Boosting entrepreneurial and small business growth is not just an objective of national government, but the City of Cape Town (in partnership with the private sector) is also looking to boost the local economy.
Earlier this year, the City of Cape Town announced that it would soon open a business hub to provide small, medium and micro enterprises (SMMEs) and entrepreneurs with guidance and to connect them to business development services. Whilst initially a walk-in facility, there are plans to launch an online version in the future. Partners include the Western Cape Trade and Investment Agency, Business Process Enabling South Africa, Cape Craft and Design Institute and Cape Information Technology Initiative.
Cape Town is renowned for its small businesses, from coffee shops and cafés to fitness centres and a host of services.
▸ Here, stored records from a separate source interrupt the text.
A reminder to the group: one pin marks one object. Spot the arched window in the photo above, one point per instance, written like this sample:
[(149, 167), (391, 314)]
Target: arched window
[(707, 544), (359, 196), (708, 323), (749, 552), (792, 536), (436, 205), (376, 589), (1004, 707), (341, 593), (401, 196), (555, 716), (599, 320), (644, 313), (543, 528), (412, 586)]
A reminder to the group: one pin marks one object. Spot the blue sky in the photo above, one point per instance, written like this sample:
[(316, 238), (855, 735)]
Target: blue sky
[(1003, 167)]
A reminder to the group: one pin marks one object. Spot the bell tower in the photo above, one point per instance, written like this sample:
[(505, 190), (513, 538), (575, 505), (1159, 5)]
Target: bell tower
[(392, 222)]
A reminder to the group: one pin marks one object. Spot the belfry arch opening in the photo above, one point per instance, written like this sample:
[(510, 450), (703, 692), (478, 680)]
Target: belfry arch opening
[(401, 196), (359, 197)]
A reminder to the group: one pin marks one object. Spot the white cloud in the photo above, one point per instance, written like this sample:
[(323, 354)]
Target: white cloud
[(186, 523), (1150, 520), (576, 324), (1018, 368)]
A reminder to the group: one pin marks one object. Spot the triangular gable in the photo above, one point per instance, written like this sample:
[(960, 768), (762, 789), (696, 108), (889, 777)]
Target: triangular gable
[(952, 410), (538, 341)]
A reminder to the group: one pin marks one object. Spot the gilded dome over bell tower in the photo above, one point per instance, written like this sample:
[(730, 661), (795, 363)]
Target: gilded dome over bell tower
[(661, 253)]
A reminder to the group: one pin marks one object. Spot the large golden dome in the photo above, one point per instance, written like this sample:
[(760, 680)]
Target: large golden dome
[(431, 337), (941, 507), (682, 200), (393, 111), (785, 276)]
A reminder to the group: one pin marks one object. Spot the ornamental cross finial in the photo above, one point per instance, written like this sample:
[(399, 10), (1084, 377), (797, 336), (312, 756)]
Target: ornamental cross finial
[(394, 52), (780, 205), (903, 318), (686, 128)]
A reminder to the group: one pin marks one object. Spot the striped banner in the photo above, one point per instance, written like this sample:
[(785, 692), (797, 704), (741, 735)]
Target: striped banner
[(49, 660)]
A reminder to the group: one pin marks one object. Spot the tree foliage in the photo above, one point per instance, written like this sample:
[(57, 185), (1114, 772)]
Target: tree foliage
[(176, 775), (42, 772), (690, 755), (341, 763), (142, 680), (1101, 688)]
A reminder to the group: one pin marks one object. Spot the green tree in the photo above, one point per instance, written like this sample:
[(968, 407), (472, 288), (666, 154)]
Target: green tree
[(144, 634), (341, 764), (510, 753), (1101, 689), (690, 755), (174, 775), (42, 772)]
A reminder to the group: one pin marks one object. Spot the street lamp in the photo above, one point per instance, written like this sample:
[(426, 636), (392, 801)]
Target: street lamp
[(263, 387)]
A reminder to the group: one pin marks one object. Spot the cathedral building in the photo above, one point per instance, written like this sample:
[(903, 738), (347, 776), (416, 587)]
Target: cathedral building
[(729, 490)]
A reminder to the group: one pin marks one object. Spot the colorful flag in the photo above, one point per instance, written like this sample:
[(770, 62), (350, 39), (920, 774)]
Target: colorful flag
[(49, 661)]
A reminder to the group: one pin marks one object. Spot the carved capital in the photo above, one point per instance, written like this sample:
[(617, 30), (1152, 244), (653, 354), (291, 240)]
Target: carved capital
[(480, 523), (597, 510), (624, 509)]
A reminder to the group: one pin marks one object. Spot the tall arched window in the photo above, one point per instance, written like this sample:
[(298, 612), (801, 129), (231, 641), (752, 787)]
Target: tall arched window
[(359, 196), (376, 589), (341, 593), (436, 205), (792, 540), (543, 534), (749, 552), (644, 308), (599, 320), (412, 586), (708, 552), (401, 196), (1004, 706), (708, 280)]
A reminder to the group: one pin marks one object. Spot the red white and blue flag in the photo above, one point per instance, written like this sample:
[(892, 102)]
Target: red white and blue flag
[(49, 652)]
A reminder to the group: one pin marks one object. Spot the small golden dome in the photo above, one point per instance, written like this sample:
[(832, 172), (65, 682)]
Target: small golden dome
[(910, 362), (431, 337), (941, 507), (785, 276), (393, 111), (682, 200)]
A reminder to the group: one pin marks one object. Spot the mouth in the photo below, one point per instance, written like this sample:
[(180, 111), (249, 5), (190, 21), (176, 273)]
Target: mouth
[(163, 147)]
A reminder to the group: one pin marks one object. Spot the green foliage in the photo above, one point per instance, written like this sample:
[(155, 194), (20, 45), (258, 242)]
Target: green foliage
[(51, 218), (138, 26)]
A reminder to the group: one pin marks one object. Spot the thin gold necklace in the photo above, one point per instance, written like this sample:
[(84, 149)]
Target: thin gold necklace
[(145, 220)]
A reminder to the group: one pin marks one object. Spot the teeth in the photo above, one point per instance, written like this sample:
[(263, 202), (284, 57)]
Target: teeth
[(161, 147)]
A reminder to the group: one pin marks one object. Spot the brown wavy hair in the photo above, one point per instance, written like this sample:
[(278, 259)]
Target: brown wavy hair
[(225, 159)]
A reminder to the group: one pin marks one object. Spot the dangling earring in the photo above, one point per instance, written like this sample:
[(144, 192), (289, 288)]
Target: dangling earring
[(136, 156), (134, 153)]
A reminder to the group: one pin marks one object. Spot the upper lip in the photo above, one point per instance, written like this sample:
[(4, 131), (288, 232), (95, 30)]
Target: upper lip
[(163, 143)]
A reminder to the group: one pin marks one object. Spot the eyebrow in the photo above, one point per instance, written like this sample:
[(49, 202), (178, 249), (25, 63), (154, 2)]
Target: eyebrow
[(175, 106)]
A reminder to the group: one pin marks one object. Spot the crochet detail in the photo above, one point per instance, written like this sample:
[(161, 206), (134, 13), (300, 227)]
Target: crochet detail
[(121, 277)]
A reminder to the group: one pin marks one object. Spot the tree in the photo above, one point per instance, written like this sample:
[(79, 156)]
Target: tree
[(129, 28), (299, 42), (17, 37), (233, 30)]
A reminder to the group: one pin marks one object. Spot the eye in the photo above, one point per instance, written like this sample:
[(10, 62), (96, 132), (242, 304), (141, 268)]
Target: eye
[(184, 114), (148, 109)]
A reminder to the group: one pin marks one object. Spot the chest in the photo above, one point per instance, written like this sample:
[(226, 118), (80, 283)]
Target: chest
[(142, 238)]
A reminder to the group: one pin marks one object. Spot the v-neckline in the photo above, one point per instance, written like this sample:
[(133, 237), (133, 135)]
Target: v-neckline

It is now also recognised as the leading tech hub on the continent. The CBD, De Waterkant and Sea Point area are home to a large concentration of small businesses which operate alongside larger businesses including head offices in the CBD.
Blouberg is another fast growing area which now offers excellent commercial property opportunities according to Peter Rowell, a commercial property specialist with Seeff. He says that there has been an increase in property on the market with more sellers and a greater number of commercial vacancies on all fronts, from offices to retail and industrial.
The type of buyers and tenants looking right now tend to be those who have a successful existing business and want to look at moving to a new location or bigger premises, but there are plenty of space available for new business growth.
Prime properties situated in locations that are seen to be safe and easily accessible are generally sought-after. It is a good time for those tenants/owners who have a definite need for accommodation to source quality properties on more favourable terms.
Rental rates vary depending on the type of property and area but you can expect to pay around R67-R75/sqm for industrial property in Montague Gardens, R85/sqm for commercial property in De Waterkant and R110/sqm to R175/sqm for Century City and the CBD. In Newlands, you could pay around R180/sqm for commercial property, around R190/sqm in Claremont Upper and R220/sqm in Mouille Point.
Frances Gray-Mnukwana, a commercial property specialist with Seeff False Bay says that she is finding that there is a demand for smaller spaces while many business owners are also now looking to downsize to smaller space. The slow demand for retail space has seen some large shopping centres experiment with “pop-up shops” on short term rentals.
Some of the larger listed property companies are also accepting reduced rentals to fill their vacancies. Although commercial properties under R4 million are still attracting interest, clients are generally looking for smaller properties under R2 million and tenants are looking for less than 200sqm.
Tenanted properties with long leases and a good rate of return remain in demand. There is a decline in interest in the busy CBD and Claremont area due to high rental rates, traffic congestion and limited access to affordable parking which has boosted the surrounding areas such as Woodstock, Salt River and Paarden Eiland.
Prices of commercial property generally range from R1,5 million to R39 million. Rentals range from around R50-R65/sqm for industrial property and R120-R150/sqm for commercial space. Opportunities exist for smaller office units of less than 150sqm with affordable parking or secure off street parking as well as smaller light Industrial units with roller door access and good security priced between R70-R150/sqm.